A startup product manager shared her challenges in juggling competing priorities and stakeholders’ needs. So, I recommended she adopt the responsive product portfolio management framework and use Dragonboat to support its implementation.
She was puzzled, “But we only only have one product. We don’t have a portfolio. Isn’t portfolio management only for large companies with many product lines?”
Good question! Is portfolio management only for companies with multiple product lines?
A Digital Product is a “One Product Portfolio”
While traditional portfolio management applies to multiple independent products a user may separately acquire, a digital product is a “one product portfolio” as it’s typically a bundle of products for multiple use cases and markets.
For example, Google Search is a one product portfolio. Within the Google Search product team, there are many product managers where each is involved in building a facet of the Google Search product within the company’s overall product portfolio.
In addition to thinking of use cases of a product with a logical separation of the portfolio, the portfolio concept in product management needs to be broadened further.
Every Product Manager Leads Multi-Dimensional Portfolios
Every PM leads their own portfolio because he or she needs to support multiple:
- Customer segments such as new, existing, enterprise, SMB, users, and partners
- Investment categories such as core/ current product, new product expansion, or product innovation vs tech platform refactor.
- Business outcomes for various areas of the company. For example, sales is pressed by prospects’ demands, support is challenged by existing customer issues and feature requests, marketing needs to align product with market positions and competitive differentiators, the technology team needs to address upgrades and technical debts, and product has product visions and innovations.
Making product and prioritization decisions for these competing needs, the portfolio management skill becomes essential.
The concept of product portfolio management is inspired by the financial world where,
Portfolio management is the art and science of making decisions about investment mix and policy, matching investments to objectives, asset allocation for individuals and institutions, and balancing risk against performance. Portfolio management is all about determining strengths, weaknesses, opportunities, and threats in the choice of debt vs. equity, domestic vs. international, growth vs. safety, and many other trade-offs encountered in the attempt to maximize return at a given appetite for risk.

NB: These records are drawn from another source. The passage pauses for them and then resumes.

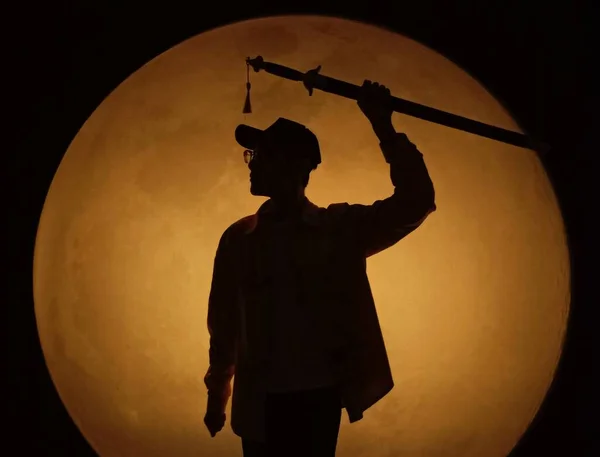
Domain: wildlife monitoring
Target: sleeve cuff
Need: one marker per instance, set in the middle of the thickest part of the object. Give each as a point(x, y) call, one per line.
point(396, 147)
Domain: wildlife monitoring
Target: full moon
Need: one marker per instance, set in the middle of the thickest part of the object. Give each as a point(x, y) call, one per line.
point(473, 305)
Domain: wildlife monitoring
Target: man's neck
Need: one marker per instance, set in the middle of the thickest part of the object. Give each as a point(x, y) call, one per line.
point(287, 205)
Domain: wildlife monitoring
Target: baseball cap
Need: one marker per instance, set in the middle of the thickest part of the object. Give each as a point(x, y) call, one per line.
point(287, 135)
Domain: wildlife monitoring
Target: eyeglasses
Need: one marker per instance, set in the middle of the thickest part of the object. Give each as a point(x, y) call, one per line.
point(249, 155)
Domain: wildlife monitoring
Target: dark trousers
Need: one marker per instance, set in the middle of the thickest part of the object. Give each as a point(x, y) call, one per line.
point(299, 424)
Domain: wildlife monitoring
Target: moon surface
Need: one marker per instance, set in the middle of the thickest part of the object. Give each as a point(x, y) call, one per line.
point(473, 305)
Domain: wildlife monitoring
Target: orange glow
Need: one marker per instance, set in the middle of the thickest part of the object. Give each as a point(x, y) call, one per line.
point(473, 305)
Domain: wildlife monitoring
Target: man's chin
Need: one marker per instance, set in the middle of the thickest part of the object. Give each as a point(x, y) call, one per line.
point(257, 191)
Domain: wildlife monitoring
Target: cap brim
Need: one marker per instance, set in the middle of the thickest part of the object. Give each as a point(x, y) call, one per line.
point(248, 137)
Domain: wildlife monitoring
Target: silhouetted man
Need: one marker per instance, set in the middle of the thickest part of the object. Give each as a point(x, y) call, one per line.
point(290, 309)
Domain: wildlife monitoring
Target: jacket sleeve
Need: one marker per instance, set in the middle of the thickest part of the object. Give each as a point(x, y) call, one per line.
point(382, 224)
point(222, 328)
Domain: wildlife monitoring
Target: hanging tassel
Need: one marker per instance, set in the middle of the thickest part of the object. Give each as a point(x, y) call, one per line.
point(247, 106)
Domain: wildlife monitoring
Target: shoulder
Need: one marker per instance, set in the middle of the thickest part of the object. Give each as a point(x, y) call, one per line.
point(239, 227)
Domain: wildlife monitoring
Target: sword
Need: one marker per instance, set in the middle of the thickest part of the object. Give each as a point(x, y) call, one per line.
point(312, 79)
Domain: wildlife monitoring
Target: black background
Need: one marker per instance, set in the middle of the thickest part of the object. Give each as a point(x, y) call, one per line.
point(60, 59)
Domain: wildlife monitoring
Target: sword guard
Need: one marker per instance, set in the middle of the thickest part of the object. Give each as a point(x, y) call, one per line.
point(256, 63)
point(310, 78)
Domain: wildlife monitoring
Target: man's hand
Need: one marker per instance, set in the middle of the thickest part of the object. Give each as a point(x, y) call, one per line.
point(214, 422)
point(375, 101)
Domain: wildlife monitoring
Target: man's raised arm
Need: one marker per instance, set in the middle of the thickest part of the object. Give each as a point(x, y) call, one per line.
point(381, 225)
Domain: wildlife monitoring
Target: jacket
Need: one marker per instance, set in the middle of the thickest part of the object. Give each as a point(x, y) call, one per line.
point(329, 257)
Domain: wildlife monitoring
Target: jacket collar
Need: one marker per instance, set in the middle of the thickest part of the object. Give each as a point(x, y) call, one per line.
point(310, 213)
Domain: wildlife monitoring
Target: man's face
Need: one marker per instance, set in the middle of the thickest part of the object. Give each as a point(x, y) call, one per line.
point(272, 172)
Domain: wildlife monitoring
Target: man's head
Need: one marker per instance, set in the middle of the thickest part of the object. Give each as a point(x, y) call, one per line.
point(280, 157)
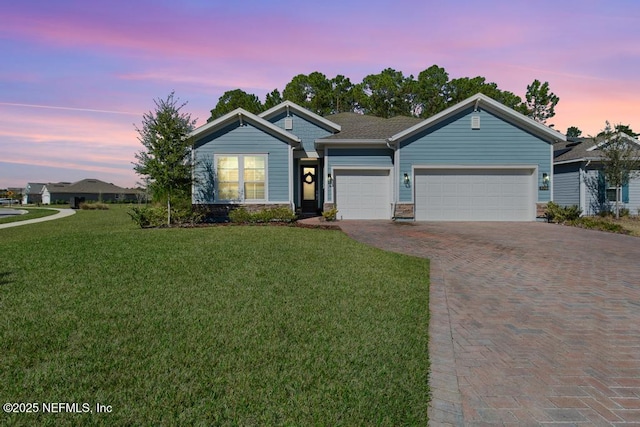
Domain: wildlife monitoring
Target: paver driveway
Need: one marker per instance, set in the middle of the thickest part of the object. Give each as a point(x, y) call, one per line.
point(531, 323)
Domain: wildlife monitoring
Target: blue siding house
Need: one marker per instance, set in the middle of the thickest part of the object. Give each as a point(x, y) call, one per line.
point(476, 161)
point(578, 178)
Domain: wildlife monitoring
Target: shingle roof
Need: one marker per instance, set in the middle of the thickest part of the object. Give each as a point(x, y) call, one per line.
point(92, 186)
point(34, 187)
point(577, 149)
point(358, 126)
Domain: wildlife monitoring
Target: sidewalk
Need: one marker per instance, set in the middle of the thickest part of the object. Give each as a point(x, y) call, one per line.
point(61, 214)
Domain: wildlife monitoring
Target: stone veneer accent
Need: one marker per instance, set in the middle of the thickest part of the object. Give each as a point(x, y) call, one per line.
point(404, 210)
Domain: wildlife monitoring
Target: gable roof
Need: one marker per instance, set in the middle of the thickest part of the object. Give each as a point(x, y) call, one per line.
point(303, 112)
point(480, 100)
point(358, 126)
point(34, 187)
point(242, 115)
point(89, 185)
point(583, 149)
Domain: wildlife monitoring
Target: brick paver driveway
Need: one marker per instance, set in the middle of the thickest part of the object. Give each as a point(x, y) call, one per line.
point(531, 323)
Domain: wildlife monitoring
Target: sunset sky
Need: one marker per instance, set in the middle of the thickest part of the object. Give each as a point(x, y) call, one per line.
point(76, 76)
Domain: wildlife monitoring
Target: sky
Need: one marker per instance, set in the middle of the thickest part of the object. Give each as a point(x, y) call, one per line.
point(76, 77)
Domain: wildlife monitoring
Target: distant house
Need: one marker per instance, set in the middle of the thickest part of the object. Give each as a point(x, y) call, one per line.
point(89, 189)
point(578, 178)
point(32, 193)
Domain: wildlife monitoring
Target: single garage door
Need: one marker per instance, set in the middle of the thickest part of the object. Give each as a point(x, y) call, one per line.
point(363, 194)
point(474, 195)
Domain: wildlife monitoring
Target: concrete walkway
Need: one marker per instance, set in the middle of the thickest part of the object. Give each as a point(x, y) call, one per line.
point(61, 214)
point(531, 323)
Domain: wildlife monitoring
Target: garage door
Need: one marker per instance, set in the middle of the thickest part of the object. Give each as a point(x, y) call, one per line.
point(363, 194)
point(474, 195)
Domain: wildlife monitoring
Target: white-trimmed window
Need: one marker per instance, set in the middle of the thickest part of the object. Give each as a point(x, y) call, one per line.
point(241, 177)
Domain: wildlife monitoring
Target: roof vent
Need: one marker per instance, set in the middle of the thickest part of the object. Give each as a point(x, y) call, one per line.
point(475, 122)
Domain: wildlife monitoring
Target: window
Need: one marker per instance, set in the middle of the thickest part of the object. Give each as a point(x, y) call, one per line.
point(241, 177)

Every product manager is constantly facing decisions about the product investment mix to maximize the desired outcome. This is essentially portfolio management in practice.
For product managers, the art of portfolio management is even more challenging than financial portfolio management because the definition of the best outcome is much broader than monetary value, while the invested capital (resources) is also more complex than monetary (more complex than ROI).
Now you can see the same roadmap could be 3 or 4 different types of portfolios based on how you view them. How do you use this information?
- Prioritize and allocate accordingly – for example a newer product may focus on retention to increase stickiness and then you will focus on acquisition as you now have “keep retention under control”. Then you may move to efficiency and so on. Understanding the state of the product helps to decide where to focus and be intentional on investing your product features and team capacity towards each.
- Effectively and quantitatively balance competing stakeholder demands. The failure to do so was called “peanut buttering” in the famous Yahoo memo.
- By looking at different dimensions, you will not unintentionally miss key strategic vectors when you linearly prioritize features.